GPs make IFRs on behalf of individual patients to gain access to treatments that CCGs deem non-urgent or of low clinical value.
Responses from 180 CCGs obtained under the Freedom of Information Act suggest about 58,000 IFRs were made in 2013/14, down 32% from 2011/12 according to data from previous GP investigations.
But the proportion of requests approved has dropped substantially, from 55% in 2011/12 to 40% for 2013/14, a drop of 27% in two years.
Five years ago, in 2008/9, 59% of requests were accepted, showing approval rates are steadily decreasing.
But 2013/14 is the first year to see a drop in the number of requests, after year-on-year increases observed over the past five years.
Wessex LMCs chief executive Dr Nigel Watson said this could be a sign of CCGs tightening their belts.
‘I think, as the NHS budget has been made tighter and tighter, they’re potentially less willing to let things through and the processes for approving them become much more rigorous,’ he told GP.
IFR process 'bureaucratic'
GPC chairman Dr Chaand Nagpaul said ‘the whole process of IFR is bureaucratic and costly’. But, although it was ‘impossible to be sure’, he said the fall in requests could be a cause for optimism.
‘I would hope this is a reflection of CCGs ensuring treatments are available where local populations need them to avoid the need for IFRs,’ he said.
Dr Watson said this could partly be the case in his area. In Wessex, services for autism and adult ADHD assessments have recently been put in place, so GPs in the area no longer have to make IFRs on behalf of patients to provide these services.
But, according to GP’s investigation, requests for adult ADHD assessments were among the 10 most requested procedures during 2013/14, suggesting IFRs are the only way GPs can provide these services in many areas.
Dr Nagpaul warned that ‘it would not be right to have a postcode lottery of NHS services’.
The most common requests overall were for cosmetic procedures, IVF, drugs, plastic surgery and breast surgery.
Variation in approval rate
There was also wide variation in the proportion of requests approved across the country, with some CCGs approving up to 83% of requests and many, less than 10%.
Dr Jane Lothian, Northumberland LMC secretary, said the IFR system was ‘pretty fair and evidence-based’ in her area. ‘We have a good, open system, so it’s very clear when you’re referring people. Of course, there’s always going to be that grey area.’

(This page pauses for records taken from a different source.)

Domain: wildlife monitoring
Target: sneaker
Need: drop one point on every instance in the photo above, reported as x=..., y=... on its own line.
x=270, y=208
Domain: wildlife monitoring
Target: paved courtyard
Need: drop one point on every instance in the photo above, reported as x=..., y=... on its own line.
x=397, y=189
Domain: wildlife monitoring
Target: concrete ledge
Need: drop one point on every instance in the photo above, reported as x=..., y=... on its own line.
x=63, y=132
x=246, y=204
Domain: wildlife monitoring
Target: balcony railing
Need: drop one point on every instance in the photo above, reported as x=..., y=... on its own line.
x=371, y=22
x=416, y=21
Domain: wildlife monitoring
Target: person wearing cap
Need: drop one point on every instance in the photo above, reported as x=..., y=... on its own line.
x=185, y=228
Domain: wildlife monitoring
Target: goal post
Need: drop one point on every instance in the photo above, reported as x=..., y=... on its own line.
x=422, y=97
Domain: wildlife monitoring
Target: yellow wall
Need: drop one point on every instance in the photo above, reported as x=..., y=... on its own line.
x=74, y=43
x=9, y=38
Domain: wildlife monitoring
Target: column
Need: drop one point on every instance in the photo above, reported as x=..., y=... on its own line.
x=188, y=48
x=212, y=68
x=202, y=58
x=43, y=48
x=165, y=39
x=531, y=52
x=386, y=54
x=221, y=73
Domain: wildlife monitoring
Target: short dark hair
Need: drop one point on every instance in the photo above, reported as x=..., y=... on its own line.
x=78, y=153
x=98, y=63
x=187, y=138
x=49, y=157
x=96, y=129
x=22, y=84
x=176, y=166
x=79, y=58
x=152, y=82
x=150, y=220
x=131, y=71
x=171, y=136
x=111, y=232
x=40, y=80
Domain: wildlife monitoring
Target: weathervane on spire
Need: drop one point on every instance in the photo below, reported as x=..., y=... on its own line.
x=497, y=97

Julian Sturdy, Conservative MP for York Outer, warned in a recent Westminster debate that patients with rare conditions were being unfairly denied treatment despite GPs’ efforts to source appropriate care for them through IFRs.
He told MPs: ‘The IFR process is an extremely difficult task for already busy GPs. It also results in an extremely tragic situation, where a small group of people who suffer with a rare condition slip through the net and do not receive the treatment their doctors feel they need.’